Le fonds investit également dans le spécialiste de la cybersécurité Cloudfare ainsi que dans des entreprises qui simplifient les paiements en ligne, comme Adyen et MercadoLibre. « Nous ne sommes pas des investisseurs thématiques, mais des bottom-up stock pickers. Les actions qui se distinguent alors présentent souvent une exposition à des mégatendances structurelles », déclare Tim Garratt.
Anomalies
Malgré le rebond des actions de croissance bien connues telles que Nvidia, Amazon et ASML, Tim Garratt reste particulièrement positif quant aux rendements attendus. « Nous voyons des opportunités d’achat uniques qui ne se présentent qu’une fois par génération. Pour les investisseurs patients, les rendements seront similaires à ceux obtenus après les krachs de 2000 et 2008. Nous sommes très enthousiastes parce que nous constatons que les investisseurs recherchent principalement la sécurité et ne valorisent pas les innovations susceptibles de générer une grande valeur à long terme. »
Selon lui, Moderna dispose de la plateforme technologique la plus avancée au monde pour développer de nouveaux médicaments rapidement et efficacement. « Alors que les investisseurs se concentrent sur le chiffre d’affaires en baisse des vaccins contre le coronavirus, ils n’accordent aucune valeur à son vaste portefeuille de produits en développement.
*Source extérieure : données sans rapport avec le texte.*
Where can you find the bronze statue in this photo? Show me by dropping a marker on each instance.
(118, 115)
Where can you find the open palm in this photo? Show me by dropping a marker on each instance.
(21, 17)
Sa capitalisation boursière représente à peine plus de 5 % de celle d’Eli Lilly. »
Il observe beaucoup de ces « anomalies » sur le marché. « La valeur de SpaceX, première entreprise de communication au monde avec ses satellites Starlink, représente moins de 10 % de la valeur d’Apple. Ou encore Adyen, qui dispose d’un système de paiement beaucoup plus simple que celui de ses concurrents, et dont la valeur boursière ne représente qu’une fraction de celle de Visa. C’est étrange. Dans dix ans, les investisseurs arriveront peut-être à la conclusion que ces actions étaient des affaires en or », déclare Tim Garratt.